Friday, December 23, 2011

Note to Republicans – Cutting Corporate Tax Rates May Severely Harm the Banking Industry

As If Banks Haven’t Done Enough Harm to Themselves

The Dismal Political Economist has often called out the gods of irony.  The gods of irony strike when someone proposes one thing and that things leads to the opposite of what they person wanted to achieve.  Such a situation involves large banks and the tax gods of irony.

A current attack by the gods of tax irony results from an unusual accounting procedure that creates an asset when a company loses money.  Let’s say a bank loses $100 million, not a big stretch of the imagination these days. If the bank is in the 40% tax bracket for federal, state and local income taxes, the loss and be used in the future to offset income and will allow the bank to offset $100 million in income in the future and not pay taxes on that income.  This is called a tax loss carryforward.

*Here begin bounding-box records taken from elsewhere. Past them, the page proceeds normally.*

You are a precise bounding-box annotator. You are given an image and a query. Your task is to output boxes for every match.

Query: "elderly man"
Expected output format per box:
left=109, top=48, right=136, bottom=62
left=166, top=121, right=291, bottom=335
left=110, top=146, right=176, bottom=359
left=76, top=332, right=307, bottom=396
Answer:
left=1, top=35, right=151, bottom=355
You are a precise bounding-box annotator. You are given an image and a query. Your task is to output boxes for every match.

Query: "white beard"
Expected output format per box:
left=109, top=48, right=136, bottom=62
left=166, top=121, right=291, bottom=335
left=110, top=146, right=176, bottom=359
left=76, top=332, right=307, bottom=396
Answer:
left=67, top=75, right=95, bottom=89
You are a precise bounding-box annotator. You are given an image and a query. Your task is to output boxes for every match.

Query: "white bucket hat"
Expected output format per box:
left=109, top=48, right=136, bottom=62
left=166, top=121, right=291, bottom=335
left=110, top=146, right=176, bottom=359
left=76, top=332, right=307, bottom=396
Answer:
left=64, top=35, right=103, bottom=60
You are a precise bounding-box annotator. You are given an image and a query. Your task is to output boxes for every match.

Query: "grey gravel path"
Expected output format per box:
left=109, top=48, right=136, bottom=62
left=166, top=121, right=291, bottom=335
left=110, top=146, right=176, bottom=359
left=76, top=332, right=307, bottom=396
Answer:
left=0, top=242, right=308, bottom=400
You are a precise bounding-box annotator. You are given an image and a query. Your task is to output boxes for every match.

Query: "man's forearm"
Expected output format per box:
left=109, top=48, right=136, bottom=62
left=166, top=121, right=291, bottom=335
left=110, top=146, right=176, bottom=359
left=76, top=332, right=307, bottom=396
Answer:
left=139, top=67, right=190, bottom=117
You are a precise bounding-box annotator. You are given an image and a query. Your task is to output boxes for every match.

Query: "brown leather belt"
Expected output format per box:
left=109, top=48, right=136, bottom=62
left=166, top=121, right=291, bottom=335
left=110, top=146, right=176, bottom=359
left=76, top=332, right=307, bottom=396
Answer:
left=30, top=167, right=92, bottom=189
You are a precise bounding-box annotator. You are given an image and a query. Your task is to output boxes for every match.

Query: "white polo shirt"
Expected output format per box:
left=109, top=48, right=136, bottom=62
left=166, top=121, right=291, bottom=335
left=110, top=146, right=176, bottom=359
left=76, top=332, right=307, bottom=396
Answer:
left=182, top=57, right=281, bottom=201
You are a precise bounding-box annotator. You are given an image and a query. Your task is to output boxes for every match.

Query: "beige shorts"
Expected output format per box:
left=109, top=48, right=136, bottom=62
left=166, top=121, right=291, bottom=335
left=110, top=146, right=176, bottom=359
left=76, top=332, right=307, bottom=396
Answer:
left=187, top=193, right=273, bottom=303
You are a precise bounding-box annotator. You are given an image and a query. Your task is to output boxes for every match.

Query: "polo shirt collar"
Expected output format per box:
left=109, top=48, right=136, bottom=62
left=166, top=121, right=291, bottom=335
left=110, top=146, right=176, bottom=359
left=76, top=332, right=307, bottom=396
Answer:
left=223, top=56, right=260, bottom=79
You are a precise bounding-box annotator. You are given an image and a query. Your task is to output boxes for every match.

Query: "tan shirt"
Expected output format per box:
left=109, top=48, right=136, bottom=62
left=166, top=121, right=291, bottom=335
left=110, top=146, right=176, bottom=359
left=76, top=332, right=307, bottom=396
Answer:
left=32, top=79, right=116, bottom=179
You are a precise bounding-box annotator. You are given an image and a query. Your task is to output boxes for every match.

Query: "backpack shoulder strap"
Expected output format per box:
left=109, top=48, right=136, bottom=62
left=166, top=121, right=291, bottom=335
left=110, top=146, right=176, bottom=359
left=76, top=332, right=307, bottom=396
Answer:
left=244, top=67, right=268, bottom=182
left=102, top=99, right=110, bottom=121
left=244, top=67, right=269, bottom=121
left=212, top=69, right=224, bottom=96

This is a $40 million benefit the bank will get at some time in the future if it ever earns $100 million.  So the brilliant people in the accounting profession allow the bank to record a “deferred tax asset” of $40 million on its balance sheet, and to have $40 million of increased equity. That's right, under accounting rules the $100 million loss created a $40 million asset.

So given the debacle in the financial services industry over the last several years, it turns out that many large banks have a large amount of deferred tax assets on their books.

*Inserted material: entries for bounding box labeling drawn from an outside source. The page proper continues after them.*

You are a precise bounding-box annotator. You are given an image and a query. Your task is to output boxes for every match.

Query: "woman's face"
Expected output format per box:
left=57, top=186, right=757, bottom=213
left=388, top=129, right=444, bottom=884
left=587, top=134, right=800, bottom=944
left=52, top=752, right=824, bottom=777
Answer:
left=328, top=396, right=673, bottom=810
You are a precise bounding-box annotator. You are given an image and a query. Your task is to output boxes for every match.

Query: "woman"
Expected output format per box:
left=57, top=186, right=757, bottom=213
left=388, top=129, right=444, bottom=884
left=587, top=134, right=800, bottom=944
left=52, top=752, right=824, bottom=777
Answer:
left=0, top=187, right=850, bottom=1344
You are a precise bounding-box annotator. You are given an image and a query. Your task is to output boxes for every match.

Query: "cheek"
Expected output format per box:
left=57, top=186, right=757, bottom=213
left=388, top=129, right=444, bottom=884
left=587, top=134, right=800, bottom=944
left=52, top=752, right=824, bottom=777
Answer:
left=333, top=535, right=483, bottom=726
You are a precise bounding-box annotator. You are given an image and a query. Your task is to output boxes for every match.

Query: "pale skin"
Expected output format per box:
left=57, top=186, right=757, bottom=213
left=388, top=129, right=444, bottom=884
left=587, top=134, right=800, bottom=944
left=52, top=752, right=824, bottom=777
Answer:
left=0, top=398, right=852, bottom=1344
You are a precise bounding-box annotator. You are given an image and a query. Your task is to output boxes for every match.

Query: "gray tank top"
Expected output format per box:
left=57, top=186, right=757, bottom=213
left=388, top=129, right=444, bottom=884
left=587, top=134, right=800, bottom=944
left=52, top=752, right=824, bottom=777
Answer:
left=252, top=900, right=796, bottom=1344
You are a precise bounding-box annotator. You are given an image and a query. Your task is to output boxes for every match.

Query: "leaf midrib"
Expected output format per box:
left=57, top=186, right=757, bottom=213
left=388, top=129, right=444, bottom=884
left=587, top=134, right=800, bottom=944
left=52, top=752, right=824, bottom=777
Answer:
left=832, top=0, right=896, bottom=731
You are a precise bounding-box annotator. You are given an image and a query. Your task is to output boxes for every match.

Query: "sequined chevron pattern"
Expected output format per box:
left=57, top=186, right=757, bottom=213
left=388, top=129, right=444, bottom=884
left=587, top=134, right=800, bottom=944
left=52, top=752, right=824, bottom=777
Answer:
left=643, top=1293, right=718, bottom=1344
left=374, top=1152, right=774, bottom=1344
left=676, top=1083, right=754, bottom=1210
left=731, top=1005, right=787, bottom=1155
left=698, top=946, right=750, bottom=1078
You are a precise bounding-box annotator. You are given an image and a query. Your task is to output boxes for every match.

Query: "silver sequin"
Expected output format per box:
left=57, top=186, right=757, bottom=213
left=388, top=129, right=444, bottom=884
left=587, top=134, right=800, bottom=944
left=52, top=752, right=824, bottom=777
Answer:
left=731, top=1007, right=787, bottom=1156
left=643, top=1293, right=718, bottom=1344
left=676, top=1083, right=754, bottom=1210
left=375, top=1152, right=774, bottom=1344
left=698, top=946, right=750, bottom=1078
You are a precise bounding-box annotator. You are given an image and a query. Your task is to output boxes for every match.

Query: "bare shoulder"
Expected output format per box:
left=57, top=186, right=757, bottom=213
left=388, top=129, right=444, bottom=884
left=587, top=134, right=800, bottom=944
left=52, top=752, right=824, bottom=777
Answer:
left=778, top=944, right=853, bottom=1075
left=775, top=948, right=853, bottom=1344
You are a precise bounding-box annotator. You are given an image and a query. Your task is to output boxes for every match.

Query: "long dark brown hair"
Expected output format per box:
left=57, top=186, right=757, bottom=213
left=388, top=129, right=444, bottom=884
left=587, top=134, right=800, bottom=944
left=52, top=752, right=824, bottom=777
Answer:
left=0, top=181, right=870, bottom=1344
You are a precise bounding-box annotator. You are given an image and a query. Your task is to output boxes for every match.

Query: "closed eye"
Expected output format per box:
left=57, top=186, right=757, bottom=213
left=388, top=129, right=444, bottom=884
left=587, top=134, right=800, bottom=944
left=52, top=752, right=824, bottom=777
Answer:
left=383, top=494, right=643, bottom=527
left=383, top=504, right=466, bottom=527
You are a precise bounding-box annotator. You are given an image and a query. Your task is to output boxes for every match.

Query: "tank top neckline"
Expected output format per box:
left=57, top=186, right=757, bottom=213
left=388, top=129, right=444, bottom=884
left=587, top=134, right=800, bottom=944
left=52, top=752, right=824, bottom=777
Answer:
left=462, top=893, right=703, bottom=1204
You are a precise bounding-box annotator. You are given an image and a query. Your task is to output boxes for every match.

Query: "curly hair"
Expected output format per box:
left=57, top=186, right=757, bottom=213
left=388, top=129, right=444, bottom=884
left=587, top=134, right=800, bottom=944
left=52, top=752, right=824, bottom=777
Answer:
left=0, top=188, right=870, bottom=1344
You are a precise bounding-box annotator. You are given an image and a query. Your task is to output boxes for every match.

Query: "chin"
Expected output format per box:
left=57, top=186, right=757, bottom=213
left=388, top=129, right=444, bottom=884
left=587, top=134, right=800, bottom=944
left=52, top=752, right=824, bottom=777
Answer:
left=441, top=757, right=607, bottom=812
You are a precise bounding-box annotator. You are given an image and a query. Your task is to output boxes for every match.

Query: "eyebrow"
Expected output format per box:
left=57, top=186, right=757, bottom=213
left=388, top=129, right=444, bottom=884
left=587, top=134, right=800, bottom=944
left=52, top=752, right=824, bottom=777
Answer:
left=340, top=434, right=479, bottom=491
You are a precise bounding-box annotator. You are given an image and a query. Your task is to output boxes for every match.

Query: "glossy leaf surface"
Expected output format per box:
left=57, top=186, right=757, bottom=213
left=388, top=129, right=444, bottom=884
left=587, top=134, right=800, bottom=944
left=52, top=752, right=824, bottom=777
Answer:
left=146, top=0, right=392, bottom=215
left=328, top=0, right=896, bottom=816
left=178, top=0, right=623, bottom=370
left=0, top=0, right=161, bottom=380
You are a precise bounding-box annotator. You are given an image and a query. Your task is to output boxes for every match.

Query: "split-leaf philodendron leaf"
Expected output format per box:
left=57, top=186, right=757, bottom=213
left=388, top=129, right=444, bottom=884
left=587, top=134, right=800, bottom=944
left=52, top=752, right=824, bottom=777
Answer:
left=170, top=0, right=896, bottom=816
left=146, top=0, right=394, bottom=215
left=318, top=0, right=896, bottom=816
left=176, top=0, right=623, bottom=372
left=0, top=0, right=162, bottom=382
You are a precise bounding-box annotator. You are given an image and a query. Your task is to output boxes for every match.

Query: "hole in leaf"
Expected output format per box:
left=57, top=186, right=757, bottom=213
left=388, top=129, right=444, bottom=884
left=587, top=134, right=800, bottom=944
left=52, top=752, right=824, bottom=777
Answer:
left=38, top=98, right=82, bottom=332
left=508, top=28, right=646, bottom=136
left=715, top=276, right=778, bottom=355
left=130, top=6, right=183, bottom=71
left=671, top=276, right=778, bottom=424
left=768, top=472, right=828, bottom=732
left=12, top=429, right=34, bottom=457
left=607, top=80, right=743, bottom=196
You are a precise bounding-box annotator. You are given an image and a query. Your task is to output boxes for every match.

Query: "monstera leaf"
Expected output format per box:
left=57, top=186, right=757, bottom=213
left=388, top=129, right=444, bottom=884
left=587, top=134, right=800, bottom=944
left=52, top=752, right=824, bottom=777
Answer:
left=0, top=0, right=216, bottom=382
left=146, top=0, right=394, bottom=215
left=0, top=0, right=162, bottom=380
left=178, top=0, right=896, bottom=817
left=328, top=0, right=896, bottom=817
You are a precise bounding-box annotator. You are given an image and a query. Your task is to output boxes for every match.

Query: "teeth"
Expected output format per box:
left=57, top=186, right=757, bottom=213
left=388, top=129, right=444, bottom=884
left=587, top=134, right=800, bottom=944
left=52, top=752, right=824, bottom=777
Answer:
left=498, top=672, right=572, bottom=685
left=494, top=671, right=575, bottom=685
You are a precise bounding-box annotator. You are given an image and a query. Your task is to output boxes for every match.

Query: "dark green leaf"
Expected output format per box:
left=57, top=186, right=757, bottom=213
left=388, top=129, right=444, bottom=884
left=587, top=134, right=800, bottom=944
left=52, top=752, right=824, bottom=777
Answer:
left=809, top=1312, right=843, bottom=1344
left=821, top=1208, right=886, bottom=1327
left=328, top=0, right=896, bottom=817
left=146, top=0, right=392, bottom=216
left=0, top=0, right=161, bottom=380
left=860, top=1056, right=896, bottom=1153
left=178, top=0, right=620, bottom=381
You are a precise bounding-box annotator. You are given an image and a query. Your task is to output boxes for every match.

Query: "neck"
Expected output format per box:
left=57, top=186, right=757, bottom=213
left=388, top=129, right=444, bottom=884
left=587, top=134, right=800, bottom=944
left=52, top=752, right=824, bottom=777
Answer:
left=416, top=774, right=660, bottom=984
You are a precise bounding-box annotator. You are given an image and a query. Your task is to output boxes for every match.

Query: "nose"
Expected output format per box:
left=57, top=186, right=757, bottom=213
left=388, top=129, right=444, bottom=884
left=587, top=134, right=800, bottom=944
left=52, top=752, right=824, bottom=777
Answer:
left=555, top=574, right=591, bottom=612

JPMorgan Chase held DTAs of $16 billion at the end of last year, while Bank of America had $27 billion-worth. The undisputed deferred-tax king, however, is Citigroup with slightly more than $50 billion-worth, the largest discretionary accounting item in the company’s history.

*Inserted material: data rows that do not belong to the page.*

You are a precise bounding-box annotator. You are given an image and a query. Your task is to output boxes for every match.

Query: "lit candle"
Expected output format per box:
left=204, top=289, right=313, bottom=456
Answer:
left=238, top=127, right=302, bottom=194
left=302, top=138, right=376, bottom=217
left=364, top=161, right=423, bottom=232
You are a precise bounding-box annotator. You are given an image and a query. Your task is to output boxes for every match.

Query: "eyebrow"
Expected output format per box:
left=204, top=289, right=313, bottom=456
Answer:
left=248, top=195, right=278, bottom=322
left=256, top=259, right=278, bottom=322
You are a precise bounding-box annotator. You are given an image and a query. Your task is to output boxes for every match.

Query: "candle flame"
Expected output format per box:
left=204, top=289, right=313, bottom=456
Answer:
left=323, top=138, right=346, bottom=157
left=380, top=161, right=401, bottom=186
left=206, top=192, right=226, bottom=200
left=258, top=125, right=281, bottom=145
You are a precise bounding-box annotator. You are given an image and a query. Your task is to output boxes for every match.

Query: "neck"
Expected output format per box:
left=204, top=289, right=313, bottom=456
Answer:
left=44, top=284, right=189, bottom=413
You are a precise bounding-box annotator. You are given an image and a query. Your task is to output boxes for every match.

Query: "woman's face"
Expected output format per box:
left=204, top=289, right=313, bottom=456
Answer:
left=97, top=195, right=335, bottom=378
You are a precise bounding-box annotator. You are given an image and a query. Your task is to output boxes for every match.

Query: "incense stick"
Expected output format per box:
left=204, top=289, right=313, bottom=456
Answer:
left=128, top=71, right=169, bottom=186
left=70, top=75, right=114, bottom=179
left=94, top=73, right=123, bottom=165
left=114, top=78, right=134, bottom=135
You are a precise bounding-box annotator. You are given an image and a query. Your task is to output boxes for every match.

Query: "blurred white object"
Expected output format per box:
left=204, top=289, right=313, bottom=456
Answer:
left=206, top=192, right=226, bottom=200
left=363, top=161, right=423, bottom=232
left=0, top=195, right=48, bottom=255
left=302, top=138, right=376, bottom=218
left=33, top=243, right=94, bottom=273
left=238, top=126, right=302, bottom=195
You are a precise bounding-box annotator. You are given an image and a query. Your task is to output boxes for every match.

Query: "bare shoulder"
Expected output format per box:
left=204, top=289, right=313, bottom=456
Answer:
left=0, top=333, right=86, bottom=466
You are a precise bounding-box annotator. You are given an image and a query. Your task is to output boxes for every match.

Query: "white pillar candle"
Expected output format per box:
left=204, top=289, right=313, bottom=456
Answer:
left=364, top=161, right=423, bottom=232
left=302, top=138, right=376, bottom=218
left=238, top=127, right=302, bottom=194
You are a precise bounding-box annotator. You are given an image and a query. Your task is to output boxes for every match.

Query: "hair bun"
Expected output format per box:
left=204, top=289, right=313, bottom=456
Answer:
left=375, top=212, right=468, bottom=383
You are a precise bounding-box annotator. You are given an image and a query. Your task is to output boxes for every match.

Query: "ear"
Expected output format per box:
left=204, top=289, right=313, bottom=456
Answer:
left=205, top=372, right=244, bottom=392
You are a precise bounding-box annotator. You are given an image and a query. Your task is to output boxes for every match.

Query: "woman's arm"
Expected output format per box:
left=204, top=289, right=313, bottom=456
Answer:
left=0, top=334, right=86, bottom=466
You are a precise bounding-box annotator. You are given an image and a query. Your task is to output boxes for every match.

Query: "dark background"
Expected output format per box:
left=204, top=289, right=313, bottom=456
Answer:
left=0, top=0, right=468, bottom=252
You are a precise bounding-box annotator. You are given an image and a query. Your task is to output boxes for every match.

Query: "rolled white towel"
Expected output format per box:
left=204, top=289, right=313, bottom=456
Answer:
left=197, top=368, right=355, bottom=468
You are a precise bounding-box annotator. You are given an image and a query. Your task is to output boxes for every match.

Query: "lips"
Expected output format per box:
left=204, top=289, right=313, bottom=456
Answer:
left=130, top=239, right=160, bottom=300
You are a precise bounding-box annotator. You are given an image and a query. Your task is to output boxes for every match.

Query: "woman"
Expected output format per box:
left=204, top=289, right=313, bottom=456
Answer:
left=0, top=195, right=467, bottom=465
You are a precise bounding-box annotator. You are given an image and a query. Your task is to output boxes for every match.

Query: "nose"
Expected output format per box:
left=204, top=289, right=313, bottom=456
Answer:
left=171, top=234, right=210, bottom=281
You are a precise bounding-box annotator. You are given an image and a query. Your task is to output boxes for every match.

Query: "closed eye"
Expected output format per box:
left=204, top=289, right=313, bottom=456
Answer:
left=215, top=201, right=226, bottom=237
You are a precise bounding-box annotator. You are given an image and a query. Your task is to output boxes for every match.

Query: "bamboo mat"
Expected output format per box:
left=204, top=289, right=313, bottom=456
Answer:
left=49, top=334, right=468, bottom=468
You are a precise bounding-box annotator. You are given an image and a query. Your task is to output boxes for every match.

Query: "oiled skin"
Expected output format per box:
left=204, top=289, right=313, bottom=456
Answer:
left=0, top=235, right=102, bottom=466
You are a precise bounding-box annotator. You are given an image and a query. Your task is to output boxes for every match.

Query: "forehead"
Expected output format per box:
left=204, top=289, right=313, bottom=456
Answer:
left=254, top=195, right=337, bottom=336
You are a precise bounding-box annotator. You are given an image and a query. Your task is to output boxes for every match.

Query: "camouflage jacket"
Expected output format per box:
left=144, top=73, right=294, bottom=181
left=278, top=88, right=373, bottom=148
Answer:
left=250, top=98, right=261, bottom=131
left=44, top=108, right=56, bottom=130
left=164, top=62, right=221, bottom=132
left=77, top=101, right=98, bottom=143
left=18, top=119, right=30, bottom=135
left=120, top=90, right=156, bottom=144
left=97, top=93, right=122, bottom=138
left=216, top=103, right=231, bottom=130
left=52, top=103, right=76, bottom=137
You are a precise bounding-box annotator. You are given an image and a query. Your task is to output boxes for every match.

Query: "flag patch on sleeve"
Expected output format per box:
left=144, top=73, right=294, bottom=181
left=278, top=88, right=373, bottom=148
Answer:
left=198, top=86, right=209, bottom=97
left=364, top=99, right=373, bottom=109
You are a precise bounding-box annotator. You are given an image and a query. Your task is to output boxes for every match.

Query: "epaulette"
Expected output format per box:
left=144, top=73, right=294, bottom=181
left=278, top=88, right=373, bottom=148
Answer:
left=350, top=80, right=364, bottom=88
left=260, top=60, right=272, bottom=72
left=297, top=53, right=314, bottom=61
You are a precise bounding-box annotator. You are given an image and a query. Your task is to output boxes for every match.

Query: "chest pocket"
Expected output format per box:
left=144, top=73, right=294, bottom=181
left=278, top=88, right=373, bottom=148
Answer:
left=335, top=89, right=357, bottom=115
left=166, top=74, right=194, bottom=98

Now one might look upon this as a good thing, for Citibank it means the next $50 billion the company owes in taxes on taxable income of approximately $120 billion will not have to be paid.  But that assumes several things,  One is that Citibank will indeed earn $120 billion before the DTA expires.  But another thing is that the corporate tax rate remains at its current level.

Suppose one of the crackpot schemes of the current crop of Republican Presidential candidates is adopted and the corporate income tax is abolished.  That would mean that for JP Morgan Chase, $16 billion of assets disappears; for Bank of America $27 billion of assets disappear and for Citibank $50 billion of assets and net worth is, poof, gone.

Now the intelligent thing for the accounting profession to have done would have been to not allow the creation of these assets in the first place, because they are not tangible, not assured, cannot be sold or liquidated and may not even exist at all.  But that would harm companies, and companies are the ones who pay the accountants to develop the accounting rules.  So don’t expect any changes here.

In the meantime, Republicans may find the political gods of irony strike them, as large banks lobby to prevent any reduction in corporate tax rates, at least until they use up their deferred tax assets.  It’s ok big banks, we feel your pain.